Mis à jour 30/06/2018 à 14:07 GMT+2

GRAND PRIX D'AUTRICHE - Stoffel Vandoorne n'a pas épuisé la patience de ses dirigeants chez McLaren mais chaque Grand Prix qui passe l'exclut un peu plus d'une caste des futurs grands. Systématiquement battu aux essais par Fernando Alonso, le jeune Belge doit vite produire une performance hors normes pour s'inventer un avenir.

Stoffel Vandoorne (McLaren) au Grand Prix de Chine 2018

Crédit: McLaren

La Belgique attendra. Stoffel Vandoorne ne fait pas encore figure de successeur de Jacky Ickx et autre Thierry Boutsen, seuls vainqueurs en Formule 1 - onze fois à eux deux - outre-Quiévrain. Le pilote de Courtrai est en fin de contrat chez McLaren et il n'est sûrement pas en position de force pour négocier quoi que ce soit en vue de 2019.
Le résultat saillant n'arrive pas, pourtant il n'a jamais été avare d'efforts.
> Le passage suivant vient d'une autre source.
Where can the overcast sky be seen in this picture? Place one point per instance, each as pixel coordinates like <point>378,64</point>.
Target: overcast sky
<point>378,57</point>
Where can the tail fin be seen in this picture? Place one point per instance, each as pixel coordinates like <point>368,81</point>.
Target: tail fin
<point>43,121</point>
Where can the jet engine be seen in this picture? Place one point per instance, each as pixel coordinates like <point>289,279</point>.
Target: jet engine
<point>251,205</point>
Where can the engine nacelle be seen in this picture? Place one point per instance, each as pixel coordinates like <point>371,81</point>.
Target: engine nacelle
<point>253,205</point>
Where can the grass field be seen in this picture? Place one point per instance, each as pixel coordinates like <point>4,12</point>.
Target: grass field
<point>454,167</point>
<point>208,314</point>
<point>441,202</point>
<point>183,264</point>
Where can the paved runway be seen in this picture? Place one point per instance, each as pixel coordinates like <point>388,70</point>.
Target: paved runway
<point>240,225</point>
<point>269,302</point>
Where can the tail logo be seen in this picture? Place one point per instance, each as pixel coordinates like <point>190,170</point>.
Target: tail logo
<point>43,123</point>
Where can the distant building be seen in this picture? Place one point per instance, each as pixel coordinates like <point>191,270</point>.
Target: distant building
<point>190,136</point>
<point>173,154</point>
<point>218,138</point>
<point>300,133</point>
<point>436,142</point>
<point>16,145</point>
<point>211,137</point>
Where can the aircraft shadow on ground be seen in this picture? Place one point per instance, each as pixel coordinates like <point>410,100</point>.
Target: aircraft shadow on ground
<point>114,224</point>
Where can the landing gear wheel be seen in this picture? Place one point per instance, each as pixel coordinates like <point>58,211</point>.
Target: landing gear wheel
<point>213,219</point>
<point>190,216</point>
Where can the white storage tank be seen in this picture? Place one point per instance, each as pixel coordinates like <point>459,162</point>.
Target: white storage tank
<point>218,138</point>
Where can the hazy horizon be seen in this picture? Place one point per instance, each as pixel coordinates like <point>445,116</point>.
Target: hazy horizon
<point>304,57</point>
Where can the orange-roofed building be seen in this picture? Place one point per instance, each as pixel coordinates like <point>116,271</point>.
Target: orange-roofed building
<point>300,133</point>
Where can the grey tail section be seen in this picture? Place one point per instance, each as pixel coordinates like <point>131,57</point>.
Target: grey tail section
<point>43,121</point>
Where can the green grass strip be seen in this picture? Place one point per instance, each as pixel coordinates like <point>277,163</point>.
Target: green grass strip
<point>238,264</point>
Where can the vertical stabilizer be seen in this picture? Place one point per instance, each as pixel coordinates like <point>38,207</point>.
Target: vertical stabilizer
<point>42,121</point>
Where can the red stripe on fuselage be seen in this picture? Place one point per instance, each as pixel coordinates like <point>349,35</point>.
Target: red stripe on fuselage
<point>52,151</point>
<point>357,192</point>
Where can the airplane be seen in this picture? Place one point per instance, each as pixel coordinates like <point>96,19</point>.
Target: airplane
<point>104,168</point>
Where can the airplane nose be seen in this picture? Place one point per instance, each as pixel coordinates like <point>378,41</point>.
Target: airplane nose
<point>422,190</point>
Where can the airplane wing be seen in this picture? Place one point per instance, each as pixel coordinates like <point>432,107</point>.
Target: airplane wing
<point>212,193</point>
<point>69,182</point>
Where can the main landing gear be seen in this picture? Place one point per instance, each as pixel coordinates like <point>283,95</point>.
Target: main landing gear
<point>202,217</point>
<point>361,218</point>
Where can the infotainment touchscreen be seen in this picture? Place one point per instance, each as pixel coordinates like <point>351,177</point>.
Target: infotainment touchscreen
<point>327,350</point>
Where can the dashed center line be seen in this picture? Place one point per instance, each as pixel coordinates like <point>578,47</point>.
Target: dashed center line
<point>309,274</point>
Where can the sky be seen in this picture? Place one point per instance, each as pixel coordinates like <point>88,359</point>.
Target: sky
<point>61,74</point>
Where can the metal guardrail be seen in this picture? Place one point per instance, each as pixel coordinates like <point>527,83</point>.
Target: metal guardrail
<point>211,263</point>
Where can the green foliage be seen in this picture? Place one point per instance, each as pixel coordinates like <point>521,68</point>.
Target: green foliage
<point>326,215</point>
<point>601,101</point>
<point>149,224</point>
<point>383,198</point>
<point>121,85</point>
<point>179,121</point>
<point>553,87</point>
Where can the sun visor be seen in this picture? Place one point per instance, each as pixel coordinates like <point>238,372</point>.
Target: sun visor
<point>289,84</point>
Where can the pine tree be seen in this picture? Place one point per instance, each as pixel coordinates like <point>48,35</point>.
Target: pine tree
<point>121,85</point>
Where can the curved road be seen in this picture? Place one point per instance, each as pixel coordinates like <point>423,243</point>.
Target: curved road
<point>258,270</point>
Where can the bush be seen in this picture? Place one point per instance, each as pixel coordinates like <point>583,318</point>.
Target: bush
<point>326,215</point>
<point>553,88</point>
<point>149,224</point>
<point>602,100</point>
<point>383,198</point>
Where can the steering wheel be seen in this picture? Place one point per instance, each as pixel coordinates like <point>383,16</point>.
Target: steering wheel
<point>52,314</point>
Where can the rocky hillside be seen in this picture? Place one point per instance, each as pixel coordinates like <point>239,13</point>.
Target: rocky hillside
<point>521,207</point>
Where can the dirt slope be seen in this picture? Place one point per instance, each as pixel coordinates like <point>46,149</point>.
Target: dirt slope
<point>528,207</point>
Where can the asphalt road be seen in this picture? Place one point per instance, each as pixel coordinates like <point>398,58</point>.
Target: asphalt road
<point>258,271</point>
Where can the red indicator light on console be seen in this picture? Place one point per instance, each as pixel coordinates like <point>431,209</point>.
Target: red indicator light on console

Vice-champion du monde de GP2 en 2014, il a sans broncher repiqué en 2015 à la demande de son employeur McLaren pour faire un beau champion. Sans pouvoir encore se glisser dans le baquet d'un Jenson Button embourgeoisé et pas tout à fait usé, il s'est exilé au Japon en Super Formula avec la bénédiction de Honda. Sans parvenir à éviter - c'était sa mission en filigrane - le couronnement d'un pilote Toyota. Quatrième "seulement" de la série, il en a profité pour faire des débuts remarqués au Grand Prix de Bahreïn à la place d'un Fernando Alonso blessé. Une heureuse diversion, une 10e place saluée comme un exploit par McLaren, qui voulait qu'elle signifie tellement. Pourtant, la liste des pilotes "dans les points" pour leur premier Grand Prix est là pour en rappeler l'aspect le plus dérisoire.
2017 lui a enfin offert un temps plein, lors de la dernière année avec le moteur Honda. Pour des prestations en conséquence indéchiffrables. On était impatient de le voir délesté d'une montagne de pénalités "moteur" sur la grille mais 2018 n'a pas levé le mystère sur ses performances. Ou son absence de performances.
Stoffel Vandoorne (McLaren) au Grand Prix d'Autriche 2018

"Aucun pilote ne s'est jamais remis d'une stat aussi cinglante"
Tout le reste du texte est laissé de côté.